25 Mayıs 2013 Cumartesi

Gelenler

           Herkese iyi günler arkadaşlar.Yazının konusu bir belgesel.Daha doğrusu bir yazı olmayacak sizinle bir bölümü 10 dakika olan bir belgesel dizisi paylaşmak istiyorum.İsmi "the arrivals".Türkçe anlamıyla "gelenler".Gelenlerden kastı üç kişi, Deccal, mehdi ve mesih.Ama sanmayın ki sürekli dini terimler hz. İsa deccal'den bahsediyor.Aslında belgeselin esas anlattığı gelenler için hazırlanan dünya.Dünyanın şu andaki hali.Hazırlayanlar sonradan ihtida etmiş müslüman olmuş iki Amerikalı din kardeşim.Anlaşılan bir takım şeyleri görmüşler farketmişler ve insanlara görsellik video yoluyla anlatmayı uygun bulmuşlar.Naçizane bende yazarak anlatmaya çalışıyorum içimdekileri.Rica ediyorum izleyip izletelim youtube'da 10-15 000'den fazla izlenmemiş videolar bunlar çok profesyonel kameralar ışıklar sesler beklemeyin ama akla mantığa düşünceye değer veriyorsanız hayatın sizin için bir anlamı varsa izlemelisiniz.Deccal mesih falan diye "ben zaten inanmıyorum izlememe ne gerek var" demeyin lütfen.Bir kere izleyin.

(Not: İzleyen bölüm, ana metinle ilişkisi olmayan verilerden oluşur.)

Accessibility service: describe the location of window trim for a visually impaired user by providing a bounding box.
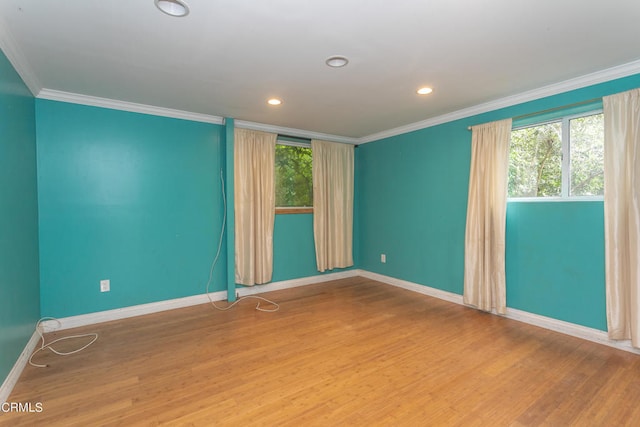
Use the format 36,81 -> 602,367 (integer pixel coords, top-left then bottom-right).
275,140 -> 313,215
507,108 -> 604,203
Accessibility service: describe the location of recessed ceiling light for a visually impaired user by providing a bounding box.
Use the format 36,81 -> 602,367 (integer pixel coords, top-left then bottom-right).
324,55 -> 349,68
155,0 -> 189,18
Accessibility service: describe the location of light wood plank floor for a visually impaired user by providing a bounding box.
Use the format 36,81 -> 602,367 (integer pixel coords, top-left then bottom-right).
0,278 -> 640,426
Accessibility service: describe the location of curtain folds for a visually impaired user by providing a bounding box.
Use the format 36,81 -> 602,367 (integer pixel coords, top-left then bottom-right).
234,129 -> 277,286
463,119 -> 511,314
311,140 -> 354,271
602,89 -> 640,348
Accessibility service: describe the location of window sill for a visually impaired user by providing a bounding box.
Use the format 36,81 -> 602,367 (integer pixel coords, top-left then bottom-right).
507,196 -> 604,203
276,207 -> 313,215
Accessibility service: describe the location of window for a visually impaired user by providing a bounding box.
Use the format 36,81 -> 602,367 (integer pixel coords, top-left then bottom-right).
508,112 -> 604,199
275,139 -> 313,213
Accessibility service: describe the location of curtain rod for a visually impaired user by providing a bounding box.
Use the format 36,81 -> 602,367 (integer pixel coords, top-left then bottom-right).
277,133 -> 311,142
467,98 -> 602,130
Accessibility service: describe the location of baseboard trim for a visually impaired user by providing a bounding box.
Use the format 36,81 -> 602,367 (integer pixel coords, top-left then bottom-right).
360,270 -> 463,305
42,291 -> 227,332
0,331 -> 40,403
359,270 -> 640,354
42,270 -> 358,332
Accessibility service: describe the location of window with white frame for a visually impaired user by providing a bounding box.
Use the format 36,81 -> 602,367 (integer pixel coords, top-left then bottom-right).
275,138 -> 313,213
508,111 -> 604,200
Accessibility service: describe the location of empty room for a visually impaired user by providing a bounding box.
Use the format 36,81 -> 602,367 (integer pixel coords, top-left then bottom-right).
0,0 -> 640,426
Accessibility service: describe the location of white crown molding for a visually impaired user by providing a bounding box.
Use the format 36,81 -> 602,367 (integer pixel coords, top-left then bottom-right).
235,120 -> 360,145
0,17 -> 42,96
0,331 -> 40,404
356,60 -> 640,144
37,89 -> 224,125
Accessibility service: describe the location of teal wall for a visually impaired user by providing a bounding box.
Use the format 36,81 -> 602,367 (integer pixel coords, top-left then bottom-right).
356,75 -> 640,330
36,99 -> 226,317
273,214 -> 318,282
0,52 -> 40,384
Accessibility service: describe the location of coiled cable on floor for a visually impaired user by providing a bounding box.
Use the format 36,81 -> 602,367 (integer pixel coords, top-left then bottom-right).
29,317 -> 98,368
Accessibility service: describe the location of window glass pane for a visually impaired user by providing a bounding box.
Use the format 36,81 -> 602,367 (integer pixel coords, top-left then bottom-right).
276,144 -> 313,207
569,114 -> 604,196
509,122 -> 562,197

            Yukarıda gördüğünüz belgeselin üçüncü bölümü.İzlemeye karar verirseniz bence sunuş bölümünü atlayabilirsiniz 2. bölümden başlayın.Özellikle bu bölümü blogda paylaşmamın özel bir sebebi var.Bu bölüm akıl kontrolü ile ilgili.Bölümden alıntı yapıyorum:

           "Size karşı kullandıkları silahlar evlerinizde bulunup, sizi ve çocuklarınızı eğlendirip, yavaşça, siz farkında olmadan size onların hayat tarzını aşılamaktadır.Günümüz toplumunda insanlar git gide artan bir biçimde çağdaş medya, televizyon, sinema, bilgisayar oyunları, internet, popüler romanlar, popüler müziği hayatlarının ayrılmaz bir parçası yapmıştır.Bunların hepsi bilinçli ya da bilinçdışı aldığınız geniş bilgiler içermektedir.HER GÜN TOPLUM HAKKINDA İDEALLER, AHLAK KAVRAMLARI VE TOPLUMUN NASIL YAPILANMASI GEREKTİĞİ HAKKINDA FİKİRLER GÖZLERİNİZİN ÖNÜNE SERİLMEKTEDİR.Bu medyalar bir bireyin dünya ve var olan herşey hakkındaki görüşlerinin temellerini oluşturmakta büyük rol oynar."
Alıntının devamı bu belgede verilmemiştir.